Extremist Holger G. (C) is brought to his arraingment at the Federal Court of Justice in Karlsruhe, Germany, November 14, 2011.

The latest issue of the Weekly Standard gives everyone the chance to play a game called “What if it happened in America?”

What if in America there was a gang of neo-Nazis who, over the course of 14 years, murdered 10 people, nine of them “foreigners” and one a policewoman? What if the gang had also carried out a nail-bomb attack in an immigrant neighborhood? What if immigrant (in this case, Turkish) households and apartments were attacked with Molotov cocktails and spray-painted with Nazi SS symbols?

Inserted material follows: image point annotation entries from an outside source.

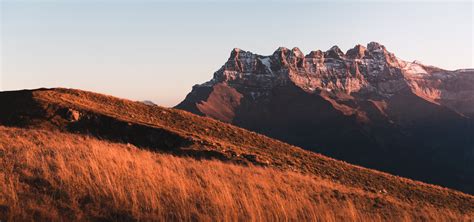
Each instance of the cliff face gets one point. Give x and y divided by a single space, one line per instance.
365 106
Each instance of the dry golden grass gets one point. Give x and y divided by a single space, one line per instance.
56 176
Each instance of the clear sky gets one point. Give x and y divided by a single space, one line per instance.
157 50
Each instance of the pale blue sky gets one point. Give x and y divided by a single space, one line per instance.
157 50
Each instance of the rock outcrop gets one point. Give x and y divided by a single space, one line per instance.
365 106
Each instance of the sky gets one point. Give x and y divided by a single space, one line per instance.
157 50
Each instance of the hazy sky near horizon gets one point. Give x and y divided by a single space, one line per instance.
157 50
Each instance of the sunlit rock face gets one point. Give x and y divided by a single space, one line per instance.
365 106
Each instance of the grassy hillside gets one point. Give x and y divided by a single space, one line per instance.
59 176
54 137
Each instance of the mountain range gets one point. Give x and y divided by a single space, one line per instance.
366 106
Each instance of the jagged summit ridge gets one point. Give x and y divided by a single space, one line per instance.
361 68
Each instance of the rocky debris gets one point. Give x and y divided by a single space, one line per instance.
70 115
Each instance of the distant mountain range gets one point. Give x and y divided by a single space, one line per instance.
365 106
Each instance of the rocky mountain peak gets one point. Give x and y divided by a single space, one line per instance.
358 52
334 52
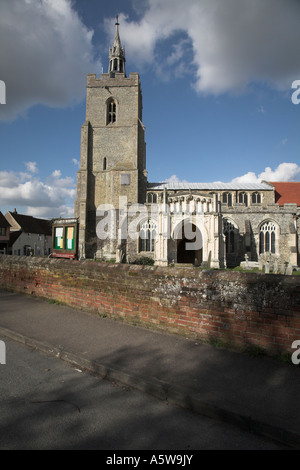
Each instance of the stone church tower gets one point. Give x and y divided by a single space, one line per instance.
113 150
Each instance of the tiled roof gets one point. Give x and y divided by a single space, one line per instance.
287 193
30 224
3 221
217 186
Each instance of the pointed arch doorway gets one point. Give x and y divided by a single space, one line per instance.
189 245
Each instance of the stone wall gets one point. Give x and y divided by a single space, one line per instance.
240 309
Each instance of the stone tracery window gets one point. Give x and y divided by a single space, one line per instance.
111 111
243 199
256 198
230 231
148 232
227 199
267 238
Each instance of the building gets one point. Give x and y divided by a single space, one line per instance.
29 236
4 234
123 217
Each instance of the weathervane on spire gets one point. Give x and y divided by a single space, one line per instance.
117 53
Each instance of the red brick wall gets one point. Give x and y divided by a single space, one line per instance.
240 309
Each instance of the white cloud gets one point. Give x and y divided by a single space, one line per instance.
235 42
53 198
31 167
76 162
284 172
46 52
174 179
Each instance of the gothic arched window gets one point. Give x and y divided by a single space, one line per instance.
227 199
267 238
111 111
148 233
230 231
243 199
256 198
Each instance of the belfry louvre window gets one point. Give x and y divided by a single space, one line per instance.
267 238
147 236
111 112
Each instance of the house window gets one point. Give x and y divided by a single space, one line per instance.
230 231
147 236
256 198
111 111
267 238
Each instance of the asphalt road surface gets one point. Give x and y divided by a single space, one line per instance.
47 404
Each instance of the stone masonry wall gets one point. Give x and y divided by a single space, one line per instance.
240 309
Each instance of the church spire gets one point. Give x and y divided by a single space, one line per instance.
117 54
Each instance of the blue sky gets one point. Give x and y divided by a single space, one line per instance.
216 78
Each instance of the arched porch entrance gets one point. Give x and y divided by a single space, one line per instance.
189 244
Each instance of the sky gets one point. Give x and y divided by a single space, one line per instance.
220 82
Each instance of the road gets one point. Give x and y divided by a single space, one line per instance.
47 404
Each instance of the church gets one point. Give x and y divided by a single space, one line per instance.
124 218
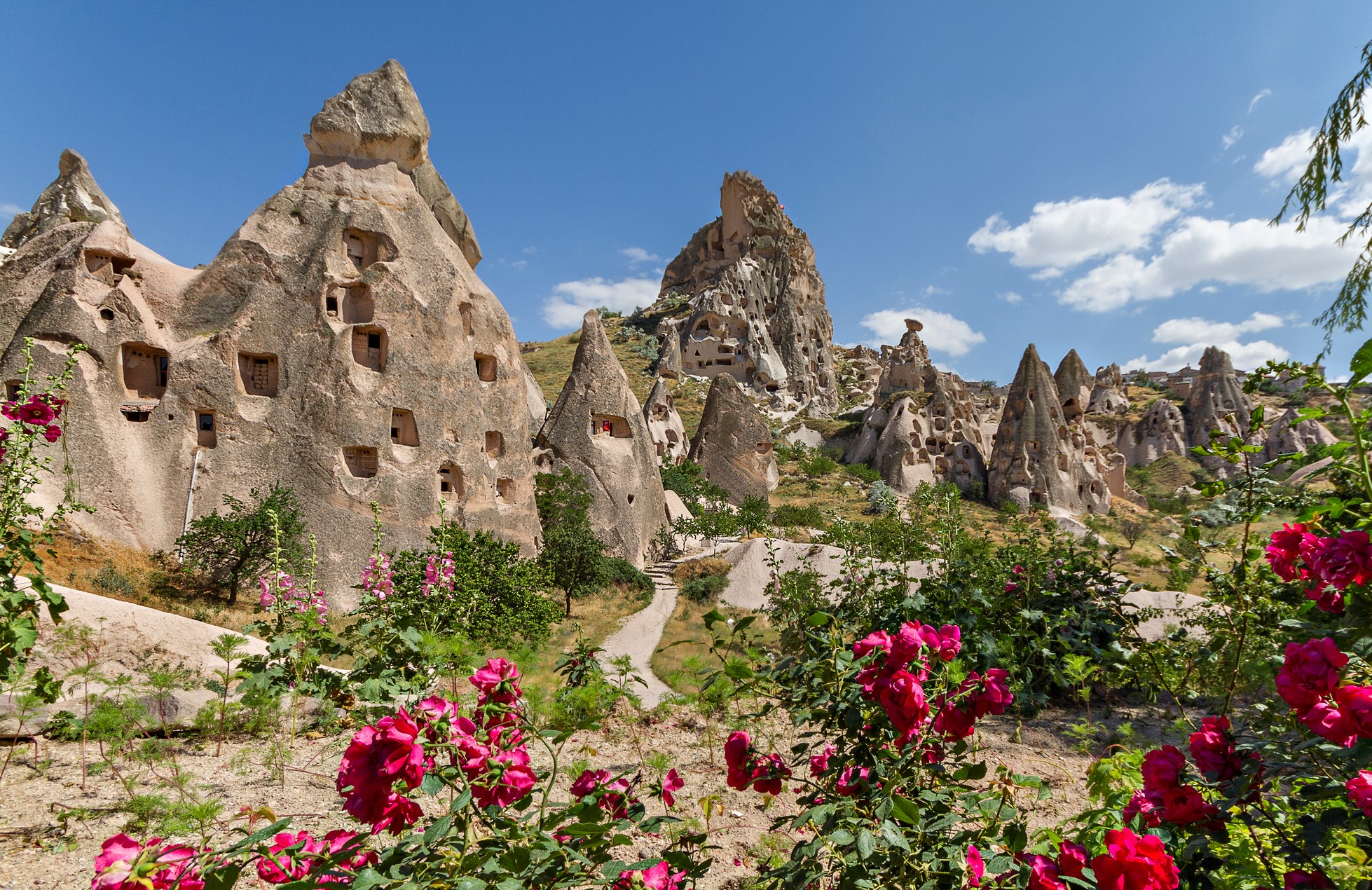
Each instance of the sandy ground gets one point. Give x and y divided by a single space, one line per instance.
46 781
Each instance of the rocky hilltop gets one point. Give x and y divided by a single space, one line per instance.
744 299
339 343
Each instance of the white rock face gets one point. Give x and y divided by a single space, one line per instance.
756 303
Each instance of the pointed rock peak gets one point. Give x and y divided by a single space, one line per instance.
1216 361
378 117
73 196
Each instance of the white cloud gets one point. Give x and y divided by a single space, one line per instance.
637 255
572 298
943 332
1064 233
1197 334
1244 355
1198 252
1202 331
1286 162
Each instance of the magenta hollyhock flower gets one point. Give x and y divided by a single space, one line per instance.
994 696
36 413
870 643
125 864
1162 768
737 748
1330 725
1213 751
819 762
673 783
1147 805
976 867
1360 792
660 877
376 759
1043 874
1310 671
1284 552
1134 863
1356 705
1345 560
1072 858
852 781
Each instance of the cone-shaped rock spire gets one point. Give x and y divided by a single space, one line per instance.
597 430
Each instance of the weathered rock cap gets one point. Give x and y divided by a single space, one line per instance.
73 196
378 117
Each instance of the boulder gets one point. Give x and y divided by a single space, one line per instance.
755 303
1041 456
664 424
597 430
733 444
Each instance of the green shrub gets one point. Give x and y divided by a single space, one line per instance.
704 589
863 472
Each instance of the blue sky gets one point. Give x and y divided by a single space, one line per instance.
1090 176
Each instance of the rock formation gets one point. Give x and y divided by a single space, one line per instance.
73 196
746 301
1042 457
341 343
1108 395
1216 399
733 444
1075 384
1291 435
597 430
1158 432
664 424
924 427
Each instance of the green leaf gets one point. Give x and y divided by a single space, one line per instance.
866 844
1361 364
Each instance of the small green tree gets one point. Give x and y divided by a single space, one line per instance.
240 543
572 556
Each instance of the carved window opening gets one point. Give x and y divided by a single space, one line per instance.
361 249
144 369
369 348
402 427
359 461
451 481
206 431
610 425
259 374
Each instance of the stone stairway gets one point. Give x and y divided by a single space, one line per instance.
643 631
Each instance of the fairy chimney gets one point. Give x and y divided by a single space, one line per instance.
755 303
733 444
1042 457
664 424
597 430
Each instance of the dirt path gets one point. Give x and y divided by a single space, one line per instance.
643 631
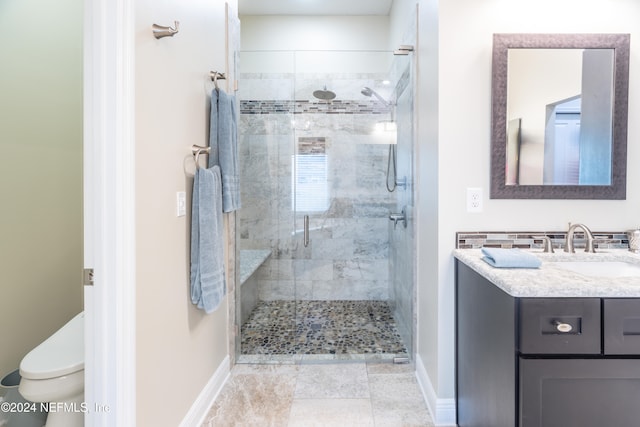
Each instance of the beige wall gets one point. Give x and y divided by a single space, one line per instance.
40 172
461 62
178 347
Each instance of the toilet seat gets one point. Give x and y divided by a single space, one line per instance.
60 354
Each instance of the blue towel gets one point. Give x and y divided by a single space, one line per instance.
510 258
223 140
208 286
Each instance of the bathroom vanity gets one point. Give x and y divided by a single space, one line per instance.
547 347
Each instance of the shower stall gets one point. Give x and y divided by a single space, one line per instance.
325 247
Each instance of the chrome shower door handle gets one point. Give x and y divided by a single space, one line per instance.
306 231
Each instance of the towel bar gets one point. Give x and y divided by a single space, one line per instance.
197 150
215 76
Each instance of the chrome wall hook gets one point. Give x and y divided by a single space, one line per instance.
160 31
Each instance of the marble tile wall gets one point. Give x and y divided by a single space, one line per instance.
348 254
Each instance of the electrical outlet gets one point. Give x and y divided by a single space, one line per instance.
474 199
181 203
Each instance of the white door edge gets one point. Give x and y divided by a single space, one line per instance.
109 212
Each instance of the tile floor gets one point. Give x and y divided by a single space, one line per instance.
333 394
335 328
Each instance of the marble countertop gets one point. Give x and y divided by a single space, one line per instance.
552 281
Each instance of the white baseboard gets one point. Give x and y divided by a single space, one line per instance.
443 411
207 396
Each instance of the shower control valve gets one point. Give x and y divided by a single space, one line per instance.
395 217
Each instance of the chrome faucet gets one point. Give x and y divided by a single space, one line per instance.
568 243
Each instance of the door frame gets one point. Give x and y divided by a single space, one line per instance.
109 212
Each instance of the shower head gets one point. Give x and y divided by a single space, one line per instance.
324 94
367 91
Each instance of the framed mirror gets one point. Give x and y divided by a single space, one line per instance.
559 116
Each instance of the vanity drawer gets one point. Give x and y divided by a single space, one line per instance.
621 326
560 326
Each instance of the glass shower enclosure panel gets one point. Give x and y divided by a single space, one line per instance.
265 227
315 135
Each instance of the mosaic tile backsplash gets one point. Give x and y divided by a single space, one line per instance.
525 239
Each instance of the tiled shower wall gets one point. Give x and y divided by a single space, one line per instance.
348 254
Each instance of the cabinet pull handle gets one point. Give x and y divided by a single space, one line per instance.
562 327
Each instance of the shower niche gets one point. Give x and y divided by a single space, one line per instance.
319 260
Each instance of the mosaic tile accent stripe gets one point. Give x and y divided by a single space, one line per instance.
312 107
525 239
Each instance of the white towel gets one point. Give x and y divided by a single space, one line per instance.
208 286
223 140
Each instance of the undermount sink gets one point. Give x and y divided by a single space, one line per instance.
601 268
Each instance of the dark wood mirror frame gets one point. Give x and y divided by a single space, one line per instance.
501 45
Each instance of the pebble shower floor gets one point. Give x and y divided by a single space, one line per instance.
321 327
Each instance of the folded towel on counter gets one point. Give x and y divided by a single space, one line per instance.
208 286
223 140
510 258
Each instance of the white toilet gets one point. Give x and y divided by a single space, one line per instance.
53 372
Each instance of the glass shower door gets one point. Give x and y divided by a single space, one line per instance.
265 291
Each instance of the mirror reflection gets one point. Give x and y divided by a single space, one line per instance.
559 116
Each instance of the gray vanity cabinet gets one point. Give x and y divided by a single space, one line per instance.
544 362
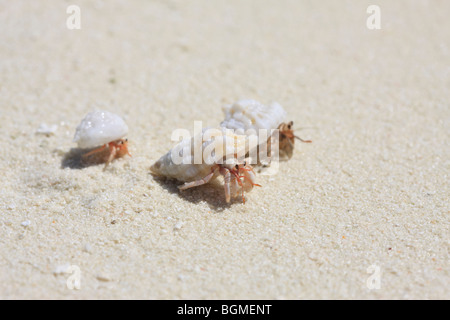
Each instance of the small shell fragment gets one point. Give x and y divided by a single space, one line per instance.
99 128
250 114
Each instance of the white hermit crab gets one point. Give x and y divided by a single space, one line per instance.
179 163
249 116
104 130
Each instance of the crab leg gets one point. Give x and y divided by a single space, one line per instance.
112 155
200 182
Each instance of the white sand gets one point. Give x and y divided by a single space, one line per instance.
371 190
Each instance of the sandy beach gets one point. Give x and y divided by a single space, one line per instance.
362 212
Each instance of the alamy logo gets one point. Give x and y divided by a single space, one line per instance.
74 280
374 280
74 20
374 20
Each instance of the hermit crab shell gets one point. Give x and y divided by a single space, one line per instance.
99 128
181 162
249 114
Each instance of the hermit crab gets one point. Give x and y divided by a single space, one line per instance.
104 131
251 117
180 163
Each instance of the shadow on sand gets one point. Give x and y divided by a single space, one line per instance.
212 193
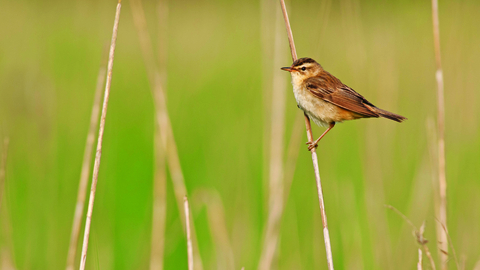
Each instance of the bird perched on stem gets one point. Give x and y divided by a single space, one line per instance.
326 100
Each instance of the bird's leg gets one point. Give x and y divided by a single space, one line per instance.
311 145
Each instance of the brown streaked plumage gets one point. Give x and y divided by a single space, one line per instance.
326 100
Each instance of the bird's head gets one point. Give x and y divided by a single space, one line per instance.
304 68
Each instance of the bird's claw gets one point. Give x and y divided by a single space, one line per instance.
311 145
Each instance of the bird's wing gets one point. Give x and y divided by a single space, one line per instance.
332 90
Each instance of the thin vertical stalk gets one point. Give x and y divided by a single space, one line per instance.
326 234
420 259
87 157
162 117
101 130
3 166
189 238
276 173
442 181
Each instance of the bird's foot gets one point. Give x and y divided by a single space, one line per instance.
311 145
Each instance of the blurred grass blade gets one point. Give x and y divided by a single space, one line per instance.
189 238
276 166
217 225
442 181
162 117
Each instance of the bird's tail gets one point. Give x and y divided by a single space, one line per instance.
389 115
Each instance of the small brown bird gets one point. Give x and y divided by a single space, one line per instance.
326 100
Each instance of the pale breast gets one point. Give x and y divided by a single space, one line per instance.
321 112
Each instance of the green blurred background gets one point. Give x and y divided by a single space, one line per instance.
219 62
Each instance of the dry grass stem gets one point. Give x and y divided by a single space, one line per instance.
160 179
326 234
3 167
98 155
442 181
418 233
276 173
87 157
161 113
293 148
189 238
420 258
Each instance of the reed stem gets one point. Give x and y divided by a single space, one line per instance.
442 181
87 157
326 234
101 130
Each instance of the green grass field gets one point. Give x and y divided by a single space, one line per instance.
50 52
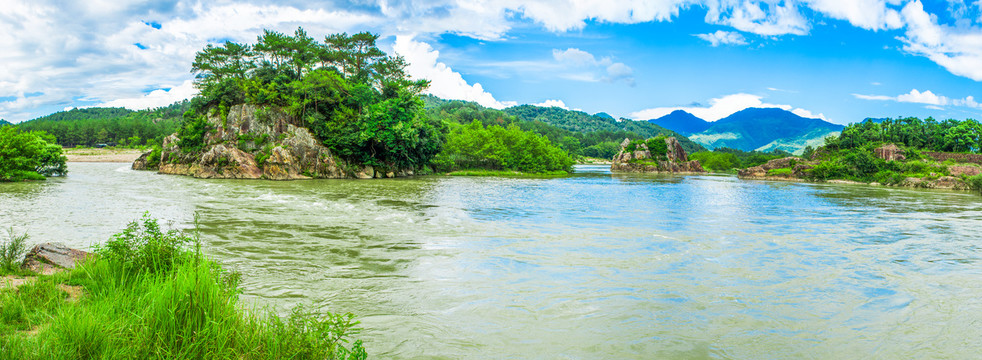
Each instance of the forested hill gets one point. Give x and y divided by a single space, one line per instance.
578 121
596 136
113 126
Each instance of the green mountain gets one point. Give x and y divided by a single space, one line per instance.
578 121
766 130
682 122
114 126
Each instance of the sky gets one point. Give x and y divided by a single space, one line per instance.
839 60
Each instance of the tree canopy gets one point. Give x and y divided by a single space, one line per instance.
354 97
29 155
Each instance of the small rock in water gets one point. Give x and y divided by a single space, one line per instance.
57 254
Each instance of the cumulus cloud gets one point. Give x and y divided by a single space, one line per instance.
444 82
721 37
722 107
553 103
957 49
928 98
591 69
156 98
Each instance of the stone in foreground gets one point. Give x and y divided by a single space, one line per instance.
640 159
53 255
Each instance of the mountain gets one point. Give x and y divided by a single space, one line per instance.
682 123
579 121
766 129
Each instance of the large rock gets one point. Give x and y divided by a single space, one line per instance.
254 142
797 165
640 159
53 255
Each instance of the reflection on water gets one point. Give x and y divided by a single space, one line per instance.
592 266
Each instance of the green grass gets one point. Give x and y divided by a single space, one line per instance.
151 294
505 173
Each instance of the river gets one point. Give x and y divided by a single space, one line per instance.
597 265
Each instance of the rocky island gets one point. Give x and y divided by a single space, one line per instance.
255 142
656 155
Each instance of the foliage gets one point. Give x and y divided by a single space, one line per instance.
948 135
148 295
355 98
29 155
11 251
113 126
578 121
975 182
779 172
727 159
474 146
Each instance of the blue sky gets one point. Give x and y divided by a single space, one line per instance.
841 60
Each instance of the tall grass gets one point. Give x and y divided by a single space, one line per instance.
11 251
151 294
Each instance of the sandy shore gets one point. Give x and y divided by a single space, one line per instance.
102 155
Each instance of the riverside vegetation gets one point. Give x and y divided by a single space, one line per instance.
29 155
902 152
364 112
152 294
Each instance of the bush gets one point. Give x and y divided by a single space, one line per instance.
150 294
11 251
29 155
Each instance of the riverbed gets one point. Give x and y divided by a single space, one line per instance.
597 265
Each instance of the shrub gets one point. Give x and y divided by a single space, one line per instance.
12 250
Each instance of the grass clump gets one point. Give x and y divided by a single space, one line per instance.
11 252
151 294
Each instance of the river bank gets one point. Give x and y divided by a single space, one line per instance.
102 155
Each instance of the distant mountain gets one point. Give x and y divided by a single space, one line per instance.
579 121
682 122
765 130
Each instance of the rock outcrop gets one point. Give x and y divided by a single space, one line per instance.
48 256
254 142
797 168
640 159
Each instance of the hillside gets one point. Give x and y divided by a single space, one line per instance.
114 126
578 121
682 122
766 129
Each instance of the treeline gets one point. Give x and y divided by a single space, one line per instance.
110 126
474 146
727 159
929 134
356 99
851 155
603 143
29 155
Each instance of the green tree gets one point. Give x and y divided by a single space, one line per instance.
29 155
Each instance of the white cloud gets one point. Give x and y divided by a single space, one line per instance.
866 14
927 97
156 98
721 107
750 16
553 103
957 49
721 37
596 69
444 82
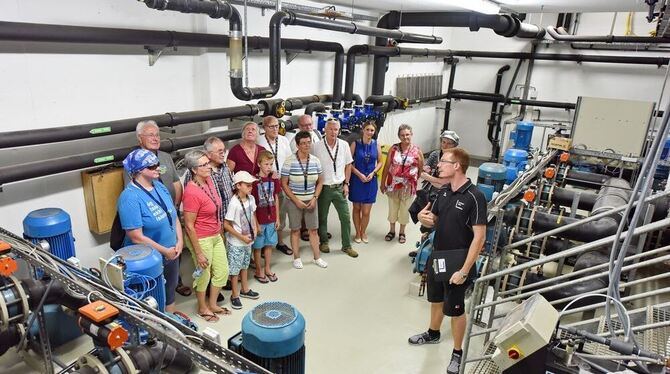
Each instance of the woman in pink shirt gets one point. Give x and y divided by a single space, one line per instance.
203 227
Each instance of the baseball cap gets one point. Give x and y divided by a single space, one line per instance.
451 135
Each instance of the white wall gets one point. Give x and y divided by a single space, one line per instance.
48 85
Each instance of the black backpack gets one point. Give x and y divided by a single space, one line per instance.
117 235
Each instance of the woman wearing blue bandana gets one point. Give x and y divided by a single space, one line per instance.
149 217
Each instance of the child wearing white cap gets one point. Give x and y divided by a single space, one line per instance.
241 229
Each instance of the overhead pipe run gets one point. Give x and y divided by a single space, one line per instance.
504 25
561 35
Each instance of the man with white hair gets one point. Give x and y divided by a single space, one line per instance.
279 146
305 124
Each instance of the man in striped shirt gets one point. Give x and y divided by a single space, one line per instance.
302 182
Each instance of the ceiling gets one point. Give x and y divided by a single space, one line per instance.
521 6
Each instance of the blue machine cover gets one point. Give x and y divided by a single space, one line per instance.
47 222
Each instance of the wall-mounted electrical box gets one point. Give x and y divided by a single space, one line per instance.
102 188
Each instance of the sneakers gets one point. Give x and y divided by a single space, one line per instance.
250 294
235 303
320 263
454 364
423 338
350 251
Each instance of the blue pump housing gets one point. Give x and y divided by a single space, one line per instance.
522 135
144 260
491 178
54 226
273 329
515 160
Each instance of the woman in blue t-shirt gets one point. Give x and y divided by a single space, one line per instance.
149 217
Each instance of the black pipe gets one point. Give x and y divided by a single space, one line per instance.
9 338
447 105
147 358
565 197
491 123
14 173
504 25
561 35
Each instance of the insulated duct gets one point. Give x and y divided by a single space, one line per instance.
562 35
505 25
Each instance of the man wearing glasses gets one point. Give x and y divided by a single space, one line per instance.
280 148
459 217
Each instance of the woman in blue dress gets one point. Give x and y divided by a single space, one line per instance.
363 185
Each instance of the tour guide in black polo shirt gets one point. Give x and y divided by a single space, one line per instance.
459 218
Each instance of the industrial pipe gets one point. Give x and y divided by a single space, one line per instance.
504 25
561 35
14 173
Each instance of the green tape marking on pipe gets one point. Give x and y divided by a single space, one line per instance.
100 130
100 160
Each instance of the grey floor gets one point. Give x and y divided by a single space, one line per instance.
359 311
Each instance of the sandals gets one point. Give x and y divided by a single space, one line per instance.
262 279
183 290
209 317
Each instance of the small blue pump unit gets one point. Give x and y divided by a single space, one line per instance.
491 178
273 336
515 160
144 262
54 226
522 135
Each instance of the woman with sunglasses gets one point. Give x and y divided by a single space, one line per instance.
202 220
149 217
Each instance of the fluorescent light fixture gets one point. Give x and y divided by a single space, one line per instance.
480 6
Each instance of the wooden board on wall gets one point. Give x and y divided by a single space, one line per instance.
102 188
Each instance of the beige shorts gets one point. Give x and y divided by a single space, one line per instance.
296 215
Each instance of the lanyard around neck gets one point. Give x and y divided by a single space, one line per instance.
158 201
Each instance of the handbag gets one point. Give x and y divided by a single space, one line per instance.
444 264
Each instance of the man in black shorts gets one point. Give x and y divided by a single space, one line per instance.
459 218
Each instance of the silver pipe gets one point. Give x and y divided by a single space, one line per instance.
575 250
623 299
578 272
580 222
575 281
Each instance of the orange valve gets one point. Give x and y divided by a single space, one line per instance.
549 173
529 195
7 266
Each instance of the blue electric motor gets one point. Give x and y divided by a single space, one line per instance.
273 336
145 261
52 225
491 178
522 135
515 160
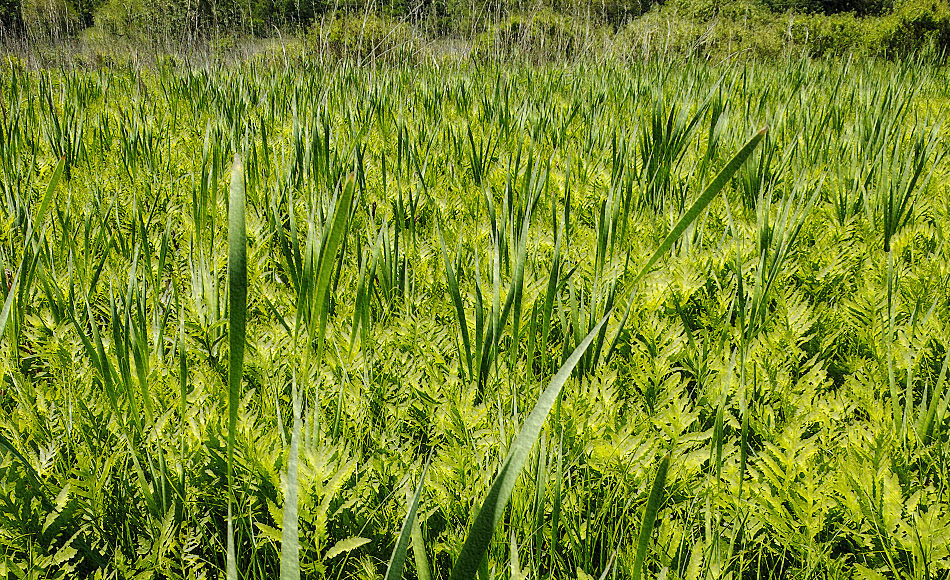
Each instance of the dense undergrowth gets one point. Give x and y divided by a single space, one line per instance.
789 353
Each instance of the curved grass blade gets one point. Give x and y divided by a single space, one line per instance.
649 516
688 218
398 560
492 510
237 318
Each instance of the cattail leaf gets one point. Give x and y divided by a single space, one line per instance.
398 560
237 318
649 516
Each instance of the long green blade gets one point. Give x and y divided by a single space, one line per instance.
492 510
237 318
37 221
649 516
398 560
290 539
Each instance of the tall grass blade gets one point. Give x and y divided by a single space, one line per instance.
479 536
237 318
688 218
398 560
290 540
649 516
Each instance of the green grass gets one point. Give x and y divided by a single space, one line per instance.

What if the authorities had resolutely maintained that the motive for these crimes was mysterious—ignoring the obvious fact that (almost) all of the victims had one thing in common? What if the gang responsible had been known to the police for years? What if, after two members of the gang were cornered and killed themselves after committing a bank robbery, credible allegations emerged that at least one of them may have been an informant for the intelligence services and might be linked with an intelligence officer with well-attested Nazi sympathies?

If those events had happened in the United States, the European media would have been all over it. They would deploy it to demonstrate the rise of fascism in America, mutter darkly about government conspiracies, and decry religion, conservatives, the corporate media, the CIA, and everything else they don’t like about the U.S. And, of course, The New York Times would have chipped in with yards worth of earnest column inches about the fundamental intolerance of American society in general and Republicans in particular.

That is the story that John Rosenthal tells in the latest issue of the Weekly Standard, except he tells it about Germany, where these events actually happened. But since they happened in Germany, not America, what we get is, well, a good story in the Standard, but apart from that, nothing. No big European media campaign about evil conservatives, no domestic American hand-wringing in the Times.

The lesson to take away from this is not, of course, that Germany is on the verge of fascism. It is that Germany has (to put it concisely) a complicated history when it comes to matters of ethnicity and that a lot of foreign and even domestic media coverage of the U.S. is really nothing more than the projection of the anxieties and concerns of others, and particularly of Europeans, onto us.